May 25,2018 proved to be an eye-opening moment for the online businesses because a privacy law named as General Data Protection Regulation (GDPR Compliance) was introduced. There is still a lot of uncertainty and misunderstanding about the GDPR within businesses.
Many people don’t understand the excitement and fear that has surrounded its debut and deployment. It’s important to remember that GDPR assessments affect a wide variety of parties, from multinational conglomerates like Facebook and Google to ordinary consumers throughout the world who shop online.
Positive Responses to GDPR Compliance
GDPR should be viewed positively, many businesses have taken on-board the GDPR requirements in a positive manner, reaching out for help with in-house security issues, going the extra mile to protect the data they process, ensuring third-party processing companies, affiliates, suppliers and contractors are fully compliant, reaching out also to their client base, letting them know they have:
- updated their privacy and cookie policies,
- ensuring their data subjects are entirely in the loop as to what is happening with their data and seeking consent where necessary,
- carrying out legitimate interest in balancing exercises and,
- where necessary seeking the assistance of data protection professionals where there is any doubt.
Don’t Ignore GDPR
However, recent reports have highlighted that many business owners continue to bury their heads in the sand like the proverbial ostrich when it comes to GDPR compliance! Some have taken a half-hearted approach without fully understanding the GDPR’s requirements for their organisations. Sadly, when this year is out, data protection authorities will be expecting complete adherence to GDPR regulations without any excuses.
Most data protection authorities we have spoken to are still willing to offer guidance in these early days without imposing strict requirements that will be expected in the future. Ignorance will not serve as a defence. Instead of jeopardising your business with the severe penalties that are enforced, it is ideal to invest time, effort, and budget into making significant strides toward achieving full GDPR compliance. After all, the GDPR’s confusion is to protect not only the rights and privacy of your data subjects but also the reputation and security of your organisation.
What do you need to do?
Get an action plan together right now, start with these necessary steps toward compliance and build on them as you get a better understanding of the GDPR.
We are here to help if you come across any problematic hurdles:
Step 1: Setting up a GDPR Compliance Team.
Set up a team depending upon your business, but ideally, you will have a cross-functional team to govern your organisation’s GDPR compliance journey.
Step 2: Identifying Your Data
Identify your data across all your servers and applications.Conduct an in-depth data analysis to enable you to manage and govern it correctly. Locate your historical data and decide what to do with it in line with the GDPR.

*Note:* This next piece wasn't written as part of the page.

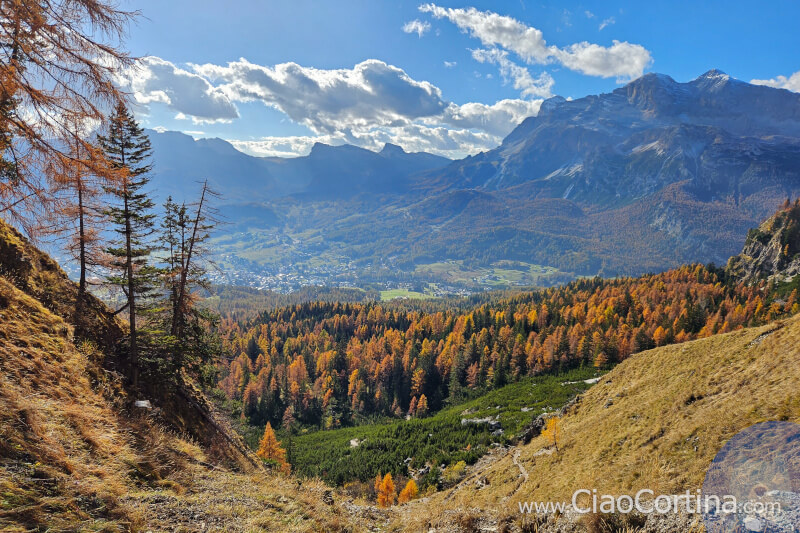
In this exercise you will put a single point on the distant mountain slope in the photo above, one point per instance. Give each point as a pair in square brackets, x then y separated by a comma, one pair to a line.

To be compliant you should be in a position to respond to any data inquiry and spot any breach immediately.
Step 3: Data Flow and Sharing
Know where data goes. With whom do you share your data? Are they fully compliant? Take advice if in any doubt at all, as data is the backbone of your organisation and the acute focus of the data protection authorities.
Reckless data sharing or transferring with non-compliant data processing companies or third countries who are not correctly data compliant with the GDPR will get you into hot water. There are rules in place to adhere to. Take the advice in case of any doubt, if your business relies upon the transferring of data out of the EU.
Step 4: Enhancing Cybersecurity
Ensure your technology is innovative concerning cybersecurity and malware. IT departments should be looking at the highest level of security-relevant to your organisation and the data it handles.
Data protection tools such as encryption, pseudonymization, and data protection software, technology by design, rapid breach notification software. So, speak to specialist data protection experts on ensuring robust technologies within your organisation.
Step 5: Handling Data Breaches
Know what to do in the event of a breach. Put together policies and procedures as well as regular team training related to the event of a data compromise incident.
Our blog “The lowdown on Data Breach Reporting” gives some great tips on what questions to ask and immediate action to take. Most importantly know who your local data protection authority is, have their number on speed dial!
Target GDPR Compliance
Our six steps will help you with compliance and help you stay on top of your game. Therefore, burying your head in the sand and living on a hope and a prayer is not a strategy. Protecting your business by being GDPR compliant will give you an extra advantage over competitors. You are showing existing clients, potential clients, personnel, investors and stakeholders that you are a business to trust, applaud and appreciate.